If you didn't see it, here's what my fellow blogger Jan wrote:
I have gotten so much grief from some for using the term "give up". However, I prefer either "give up" or "relinquish". "Give up" - that is how it felt to me. The term "place" thankfully did not exist in my era.
"Placing" sounds like such a logical, reasoned and positive decision. I do not believe that to usually be the case. "Placing" tries to sound less harsh, but, I think the reality of giving your child to others to raise IS harsh. I would rather us be honest and not try to "pretty up" the terminology to make the decision better than it really is.
A lot of people, especially adoption workers, do say "place." I say it myself from time to time, but I'm never entirely happy with this term. When you think about it, "placing" really is a wimpy, inadequate word. "I placed my baby for adoption" makes the child sound like an inanimate object, a football, some thing you pass from one person to another. It’s also too impersonal--far too bloodless for this deepest and most cutting of decisions.
"Place" doesn’t take into account the sobbing, the heartsickness, the fear or the bottomless loss.
When talking to my son, I try to say "entrust" rather than "give up," because I don't want him to get the idea I ever gave up on
him. (He’s a very smart kid, so he understands the word and what it means when I say “I entrusted you to another family.”)
I also like to say "entrust" with the public to try to get them away from the all-too-common belief that birthmothers are heartless women who never wanted their babies in the first place. "Entrust" also helps people understand all the thought and agonizing care that went into making the decision.
But no matter which way you try to slice it, relinquishing is very definitely a giving up. It’s a defeat by forces bigger than you, and a surrender to those forces. It’s the point at which you say, “I don’t think I can do this,” or “I don’t think I should try this,” or “No one will help me do this.”
Many in the adoption community want to change the way we talk about relinquishment. They advocate using “positive adoption language” that makes things sound prettier. They’d like to see everyone in the world stop saying “give up a baby for adoption.”

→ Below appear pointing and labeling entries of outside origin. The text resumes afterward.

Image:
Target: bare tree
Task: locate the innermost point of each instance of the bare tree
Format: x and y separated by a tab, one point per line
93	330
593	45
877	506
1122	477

But the general public isn’t complying, and probably never will. I think the average Joe is on to something by continuing to call it "giving up" a baby. We in the adoption world have good reasons for wanting to soften up the reality, but the cold hard fact is that for the expectant parents, adoption
is a surrender.
Unless you are one of those rare birthmothers who feels 100% in control of and empowered by her decision and the resulting consequences, “giving up” is the most accurate term.